Каким-то невероятным образом булкинский физрук Коля вернул меня в далекое детство, которое я старательно выжигала из своей памяти все эти годы. И странно, ведь от этих воспоминаний мне не было больно, хоть слезы и наворачивались на глаза, угрожая подпортить макияж.

Я совсем забыла дедушку, пока старательно завоевывала себе новое имя и право на новую жизнь. И, кажется, в цвете этого глупого каштана в руке Коли затаился цвет моего деда, цвет моего детства.

— Красиво? — затаив дыхание, Коля смотрел на меня в ожидании ответа.

Неужели мои глаза действительно такие? Или он — провинциальный физрук, лишенный амбиций, — обладает особым даром видеть красоту там, куда обыватель и не взглянет?

— А ты, оказывается, романтик, — усмехнулась я, украдкой утерев пальцем уголок глаза. Не хватало еще, чтобы он думал, что смог заставить меня расплакаться, показав мокрый каштан.

Солнце снова скрылось за тучами, и магия испарилась, но осталось понимание — я больше никогда не смогу смотреть на свое отражение так же, как до этого момента. Теперь в своих глазах я буду видеть деда, на которого на самом деле очень похожа.

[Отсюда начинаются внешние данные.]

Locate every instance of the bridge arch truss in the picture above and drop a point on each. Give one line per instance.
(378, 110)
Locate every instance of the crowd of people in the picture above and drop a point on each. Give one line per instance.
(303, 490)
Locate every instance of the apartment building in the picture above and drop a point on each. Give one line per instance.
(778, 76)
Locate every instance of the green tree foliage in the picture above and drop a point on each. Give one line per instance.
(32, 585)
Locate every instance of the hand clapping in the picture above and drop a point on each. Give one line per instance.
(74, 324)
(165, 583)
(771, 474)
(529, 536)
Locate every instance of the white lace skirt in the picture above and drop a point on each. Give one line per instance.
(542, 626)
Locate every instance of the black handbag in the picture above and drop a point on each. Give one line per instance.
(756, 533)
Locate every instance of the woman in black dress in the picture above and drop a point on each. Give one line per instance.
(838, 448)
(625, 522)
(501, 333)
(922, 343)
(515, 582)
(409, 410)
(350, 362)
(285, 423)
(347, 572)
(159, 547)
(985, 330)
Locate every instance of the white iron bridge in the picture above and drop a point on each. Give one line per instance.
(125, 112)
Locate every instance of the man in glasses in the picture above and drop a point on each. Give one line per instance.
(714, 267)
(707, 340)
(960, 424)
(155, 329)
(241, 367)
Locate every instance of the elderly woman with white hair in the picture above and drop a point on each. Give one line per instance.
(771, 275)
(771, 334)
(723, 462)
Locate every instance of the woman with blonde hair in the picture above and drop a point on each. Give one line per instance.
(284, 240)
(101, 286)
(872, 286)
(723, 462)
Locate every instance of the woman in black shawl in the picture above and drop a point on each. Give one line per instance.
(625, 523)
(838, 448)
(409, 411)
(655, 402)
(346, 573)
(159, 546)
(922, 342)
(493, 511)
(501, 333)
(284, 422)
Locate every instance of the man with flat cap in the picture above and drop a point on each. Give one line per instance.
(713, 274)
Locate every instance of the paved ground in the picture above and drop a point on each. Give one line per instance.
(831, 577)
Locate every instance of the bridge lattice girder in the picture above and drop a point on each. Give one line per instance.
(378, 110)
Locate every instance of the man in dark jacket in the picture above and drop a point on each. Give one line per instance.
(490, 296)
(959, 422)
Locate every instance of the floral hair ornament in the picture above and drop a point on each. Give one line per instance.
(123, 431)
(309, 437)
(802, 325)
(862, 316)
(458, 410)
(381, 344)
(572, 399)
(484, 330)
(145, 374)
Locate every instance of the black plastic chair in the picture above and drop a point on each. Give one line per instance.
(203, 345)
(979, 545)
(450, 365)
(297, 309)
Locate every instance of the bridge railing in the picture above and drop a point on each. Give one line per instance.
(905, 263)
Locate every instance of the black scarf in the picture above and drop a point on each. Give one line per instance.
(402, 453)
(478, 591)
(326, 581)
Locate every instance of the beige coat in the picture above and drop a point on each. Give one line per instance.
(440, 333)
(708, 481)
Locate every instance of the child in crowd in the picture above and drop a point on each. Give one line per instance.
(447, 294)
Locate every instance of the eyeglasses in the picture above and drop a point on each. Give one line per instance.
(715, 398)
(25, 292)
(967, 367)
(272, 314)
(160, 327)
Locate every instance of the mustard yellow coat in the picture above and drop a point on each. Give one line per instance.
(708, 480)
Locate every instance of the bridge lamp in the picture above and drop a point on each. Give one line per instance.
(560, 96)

— Да, я романтик, — Коля ухмыльнулся и собрался сказать еще что-то, как сзади к нам подошел Василий и крепко обнял нас обоих за плечи.

— А чего это вы тут воркуете? — заговорщицки произнес он, и, не успела я возмутиться тому, что наглый трудовик меня коснулся, как Коля сам снял руку своего друга с моего плеча, ясно давая понять, что мне это не нравится. Что ему это не нравится.

Поджав губы, Василий перевел тему:

— Идемте в зал, дождь собирается, — еще раз кинув на нас подозрительный взгляд, он развернулся и пошагал ко входу в зал, где уже собрались остальные учителя.

Молча, словно боясь нарушить еще витающее между нами чувство глубокого понимания, мы с Николаем двинулись следом.

Застолье проходило на удивление весело, и я поймала себя на том, что несколько раз за вечер мне приходилось напоминать самой себе напоминать возвращать на лицо холодную маску, чтобы эти люди не подумали, будто мы можем подружиться.

Василий Михайлович рассказывал лишенные всякого смысла анекдоты, и я поняла, почему девочки из моего класса сказали, что юмор — это его оружие. К счастью, Анжела Викторовна спасала ситуацию и отвлекала Василия на тосты и еду, делая его тем самым безоружным.

— Уже четырнадцать, — склонившись ближе, произнес Николай.

Я перевела на него недоумевающий взгляд. Вернувшись с улицы, мы сели с краю скамьи, практически прижавшись плечами друг к другу, от чего тут же удостоились подозрительных взглядов, однако скоро все вернулись к болтовне и напрочь забыли о нас. Даже Анжела настолько увлеклась байками из своего педагогического опыта, что ни разу не бросила на меня угрожающего взгляда.

— Четырнадцать? — переспросила я, и Коля кивнул на дисплей моего телефона, лежащего на столе.

На экране шел вызов от абонента, подписанного «мама».

— Ну вот, теперь пятнадцать, — подытожил парень, когда звонок прекратился, и рядом с именем абонента высветилось количество пропущенных от него вызовов.